The State of R&D At HP, IBM, and Microsoft
jcatcw writes "Computerworld surveys the R&D efforts at HP, IBM and Microsoft ($17 billion annually) and raises the question: Are these companies supporting more long-term basic research, or just the usual short-term, product-oriented work? HP is consolidating its focus on a few 'big bet' projects in five major research areas — information explosion, dynamic cloud services, content transformation, intelligent infrastructure, and sustainability. IBM has four 'high-risk' basic research areas — nanotechnology, cloud computing, integrated systems and chip architecture, and managing business integrity through advanced math and computer science. Many of the 272 research projects named at Microsoft Research's Web site are structured with major product lines like Windows, Office, or Xbox in mind, but many also seem to have no likely application to anything the company sells today."
These days, very little research, development and product design is done in the US. It's marketed as done in the US, but in reality, many if not most companies will order designs from no-name design firms across the dam, who specialize in delivering solutions and keeping strict NDAs. The US participation tends to be limited to those who communicate with the foreign designers.
I mean, other than toys. IBM's and HP's R&D's pedigrees are superb, what with technological breakthroughs and Nobel prizes involved. What can MS's R&D stack up against that? Nothing much. In fact, MS seems to have a penchant for hiring people who have done superb research elsewhere, only to stop producing anything interesting after joining MS.

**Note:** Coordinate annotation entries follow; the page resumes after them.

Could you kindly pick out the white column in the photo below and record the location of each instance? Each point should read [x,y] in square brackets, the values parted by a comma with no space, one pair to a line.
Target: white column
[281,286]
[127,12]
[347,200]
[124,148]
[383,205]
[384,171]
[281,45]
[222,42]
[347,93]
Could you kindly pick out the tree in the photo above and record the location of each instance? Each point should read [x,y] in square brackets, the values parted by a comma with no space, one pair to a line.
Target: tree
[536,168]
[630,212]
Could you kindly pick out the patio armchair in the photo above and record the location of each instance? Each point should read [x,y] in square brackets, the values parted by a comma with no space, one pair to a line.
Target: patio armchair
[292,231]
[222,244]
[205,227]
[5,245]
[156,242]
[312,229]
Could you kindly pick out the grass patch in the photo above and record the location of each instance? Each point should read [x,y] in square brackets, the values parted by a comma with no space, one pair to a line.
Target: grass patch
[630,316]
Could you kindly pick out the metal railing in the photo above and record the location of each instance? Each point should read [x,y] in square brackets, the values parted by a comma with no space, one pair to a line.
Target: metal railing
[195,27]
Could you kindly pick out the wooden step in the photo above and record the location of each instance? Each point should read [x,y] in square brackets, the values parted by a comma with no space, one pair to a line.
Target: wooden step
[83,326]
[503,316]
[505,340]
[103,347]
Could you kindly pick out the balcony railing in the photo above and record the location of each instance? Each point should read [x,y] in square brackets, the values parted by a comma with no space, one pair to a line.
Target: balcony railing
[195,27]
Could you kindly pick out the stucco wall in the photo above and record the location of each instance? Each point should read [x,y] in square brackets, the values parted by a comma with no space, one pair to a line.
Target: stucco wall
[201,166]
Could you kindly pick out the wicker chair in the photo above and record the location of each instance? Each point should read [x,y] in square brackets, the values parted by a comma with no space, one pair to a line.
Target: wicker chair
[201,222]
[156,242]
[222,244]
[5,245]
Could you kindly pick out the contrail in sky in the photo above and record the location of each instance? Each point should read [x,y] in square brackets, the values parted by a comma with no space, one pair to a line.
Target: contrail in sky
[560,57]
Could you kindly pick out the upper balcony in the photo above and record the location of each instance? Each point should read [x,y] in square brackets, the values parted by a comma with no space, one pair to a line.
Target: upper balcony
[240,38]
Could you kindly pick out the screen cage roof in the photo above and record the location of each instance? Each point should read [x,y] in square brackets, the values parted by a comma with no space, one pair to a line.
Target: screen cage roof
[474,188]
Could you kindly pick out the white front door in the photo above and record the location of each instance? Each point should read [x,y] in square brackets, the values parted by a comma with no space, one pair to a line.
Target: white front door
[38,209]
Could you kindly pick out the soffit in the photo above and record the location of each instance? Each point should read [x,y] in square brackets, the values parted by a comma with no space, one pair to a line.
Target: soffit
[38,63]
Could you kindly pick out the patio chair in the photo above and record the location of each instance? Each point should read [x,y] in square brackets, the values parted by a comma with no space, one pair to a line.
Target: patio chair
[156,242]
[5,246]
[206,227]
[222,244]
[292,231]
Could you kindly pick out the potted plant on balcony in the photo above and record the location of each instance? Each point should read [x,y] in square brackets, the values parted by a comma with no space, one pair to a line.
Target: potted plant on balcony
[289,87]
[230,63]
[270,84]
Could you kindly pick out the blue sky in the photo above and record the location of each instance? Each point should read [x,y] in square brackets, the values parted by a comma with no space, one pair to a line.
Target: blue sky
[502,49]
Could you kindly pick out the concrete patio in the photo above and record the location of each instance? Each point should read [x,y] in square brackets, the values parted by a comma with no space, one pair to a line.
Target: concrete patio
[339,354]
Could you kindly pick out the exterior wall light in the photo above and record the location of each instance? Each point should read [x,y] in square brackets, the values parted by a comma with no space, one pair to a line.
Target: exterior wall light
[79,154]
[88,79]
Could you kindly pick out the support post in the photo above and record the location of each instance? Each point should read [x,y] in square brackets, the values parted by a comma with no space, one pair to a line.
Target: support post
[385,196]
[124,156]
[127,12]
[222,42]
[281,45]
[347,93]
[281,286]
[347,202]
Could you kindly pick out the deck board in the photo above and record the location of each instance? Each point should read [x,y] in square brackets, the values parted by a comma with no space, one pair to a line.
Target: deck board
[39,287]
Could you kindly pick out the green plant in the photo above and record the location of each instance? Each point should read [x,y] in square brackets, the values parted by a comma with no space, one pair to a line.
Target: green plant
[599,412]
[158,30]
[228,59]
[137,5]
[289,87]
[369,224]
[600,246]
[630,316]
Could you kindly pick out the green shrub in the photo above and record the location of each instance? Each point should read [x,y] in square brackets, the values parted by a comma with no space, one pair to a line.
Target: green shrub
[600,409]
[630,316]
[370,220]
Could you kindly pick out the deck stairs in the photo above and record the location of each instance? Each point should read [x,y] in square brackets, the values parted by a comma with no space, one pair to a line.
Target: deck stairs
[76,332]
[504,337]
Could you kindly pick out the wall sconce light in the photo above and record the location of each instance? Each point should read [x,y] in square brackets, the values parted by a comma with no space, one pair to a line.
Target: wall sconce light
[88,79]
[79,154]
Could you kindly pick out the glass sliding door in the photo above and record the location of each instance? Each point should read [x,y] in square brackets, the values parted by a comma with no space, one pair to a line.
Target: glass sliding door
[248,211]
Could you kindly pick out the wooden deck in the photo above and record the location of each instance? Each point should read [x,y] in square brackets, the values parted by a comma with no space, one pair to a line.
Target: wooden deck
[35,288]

is LEAN. How to get rid of American jobs.
IBM does LOADS of research in materials, chip, silicon, quantum, math...and etcetera. They actually live off some real patents and some trolish stupid patents.
HP does less than IBM, but its sort-of in the same league: they do, for a big part, live of real patents
Microsoft has only patented really stupid ideas (not that the other two havent, but MS practically ONLY has patents for trolling or to "prevent" trolling).
In the end, the truth for the US, is that the government pays for R&D and the corporations profit from it. And its not a bad system at that: the gov. pays A LOT for GOOD R&D (hey, they gave the internet to the world, didnt they?), and it cannot massify it, move it to cheaper markets, comoditize it, foster competition arround the result of R&D.
Thats what the free market is for and it SORT OF works.
But... thats another discussion altogether. Ive allways thought that the IT industry is basically a trust like the old Oil Trust: they sit down and share the cake, set prices, lobby for stupid software patent laws, and the public suffers from this.
In come FOSS.... and thats going to change this ways at least for software.